If you want to create absolutely beautiful color photos of bright deep sky objects (entry level) and wish to work with sophisticated techniques of Astrophotography (and the correct tracking), then your camera is ideal. For advanced working with long exposure times, i.e. with narrowband emission line filters, the DSLR is less suitable.
The reason is partly in the manufacturer’s narrow cut filter that is installed before the camera’s sensor only allows some of the main wavelengths (H-alpha and S II) to penetrate by a fraction over the prolonged exposure time.
Even if this limitation was lifted by conversion to a suitable astro cut filter, which lets through red, colour CCD sensors for photography with narrowband line filters are not ideally suitable as only every fourth pixel is addressing that wavelength.
Cameras (s/w cooled Astro CCD cameras) are already available for exposure times in this tight line area allowing exposure for many minutes, e.g. 200mm telescope diameter with at least 20 min exposure per wavelength / or filter. A DSLR camera would need several times more exposure time, and the resolution is then only one-fourth of the sensor pixels. Also a lot of noise is formed due to sensor warming (even with the best current cameras) and then noise reduction of the camera will strike so hard that the images start to become unusable. With in-camera noise reduction disabled noise in the image will be significant.
Furthermore, in many colour CCD sensors the narrowband lines leak into other colour channels so that these images then brightly colourful. So it makes sense for pure Astro CCD cameras to use monochrome sensors and cooled to allow extremely long exposure times.

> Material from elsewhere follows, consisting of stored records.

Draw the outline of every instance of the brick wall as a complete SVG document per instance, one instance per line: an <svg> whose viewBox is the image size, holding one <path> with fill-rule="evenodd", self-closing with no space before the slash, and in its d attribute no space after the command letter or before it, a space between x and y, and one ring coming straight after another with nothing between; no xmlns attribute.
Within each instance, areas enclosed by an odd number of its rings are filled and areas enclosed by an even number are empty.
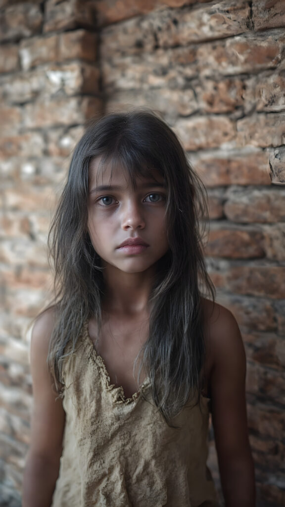
<svg viewBox="0 0 285 507"><path fill-rule="evenodd" d="M25 330L51 283L69 155L87 119L134 105L162 114L207 187L208 269L248 358L258 505L285 504L285 192L269 175L284 163L284 2L2 0L0 20L0 505L20 504ZM210 463L218 478L212 445Z"/></svg>

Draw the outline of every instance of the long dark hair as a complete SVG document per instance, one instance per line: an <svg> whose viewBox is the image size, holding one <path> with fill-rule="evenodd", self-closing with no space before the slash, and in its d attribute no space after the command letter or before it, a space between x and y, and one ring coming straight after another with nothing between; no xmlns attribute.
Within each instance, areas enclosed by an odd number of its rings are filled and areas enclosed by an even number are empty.
<svg viewBox="0 0 285 507"><path fill-rule="evenodd" d="M90 161L119 162L131 177L158 171L168 190L169 250L161 260L151 294L149 337L142 364L154 401L168 422L199 394L205 360L201 298L213 299L199 229L205 218L202 185L177 137L146 111L109 115L92 122L75 149L49 236L55 269L57 319L48 363L58 386L66 351L74 350L85 322L101 321L104 283L100 260L87 231Z"/></svg>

This recommendation applies to the current DSLR development in 2016. It is foreseeable that the sensitivity and noise reduction is improving steadily in DSLR cameras. Cameras are also announced where by the shifting of pixel rows the loss of resolution can be reduced (e.g. Pentax K-1). It is moving more and more intelligence into the (CMOS) chip of DSLR cameras. Nevertheless, the monochrome, cooled Astro CCD cameras cannot be replaced by DSLR cameras for the foreseeable future.